There's quite a range within that 1%. Someone in the top .001% would see the average person very differently than someone at .999%.
If you've met 1000 people, on average the top 10 of those would be in this hypothetical 1%. But there's quite a range in what those 10 people are like, isn't there? If you think about the 10 smartest people you've met, they're not all Stephen Hawking types. They're not all sci fi/fantasy fans. They don't all wear glasses. They don't all build servers as a hobby.
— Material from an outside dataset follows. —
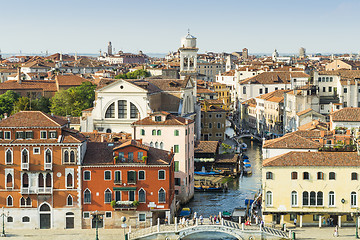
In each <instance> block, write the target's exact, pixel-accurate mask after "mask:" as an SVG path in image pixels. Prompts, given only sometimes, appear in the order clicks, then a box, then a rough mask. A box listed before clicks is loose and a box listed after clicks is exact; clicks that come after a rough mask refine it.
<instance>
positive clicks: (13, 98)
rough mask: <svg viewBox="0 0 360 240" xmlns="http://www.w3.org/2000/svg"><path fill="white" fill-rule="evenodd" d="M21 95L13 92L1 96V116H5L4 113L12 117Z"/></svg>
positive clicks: (7, 93)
So, to answer your question, the opinions of those 10 people on how smart the average person is will likewise vary greatly.
NdGT points out that 1% difference in DNA has within it somewhere the difference between chimps and humans. Think about that 1% between us and the post humans that come after us, or aliens that are out there already.
"Think of how stupid the average person is, now remember that half of everyone is even dumber than them!"
More seriously, intellect can't actually be measured in an objective way because there's lots of kinds of smart that don't have to line up in any measurable way to still be valid.
Being a never ending fountain of factoids doesn't mean I have my dad's business sense for example.
I'm not smart enough to look it up myself, but I wonder: how do researchers of population literacy ensure that all test subjects are actually committed to the test? What kind of error would be introduced if most of those people were kind of forced to partake and basically treat it as just another bullshit they have to get through for some reason, not doing anything remotely close to their full ability, just to get over it? Is that possible that simple lack of interest would skew the results?
It's anecdotal, but most people I know who did not get good grades, write lousy e-mails and such, do just well when they have to. But they don't even think of giving any kind of effort when they know it's not important.
It's pretty smart when you think about it. I have always looked down on such people, and only recently have realized that it is me who is dumb. Making effort, using time and energy when it does not benefit anyone of anything in one way or another is not often beneficial. They focus on more important things than I tend to, and succeed further in life than me.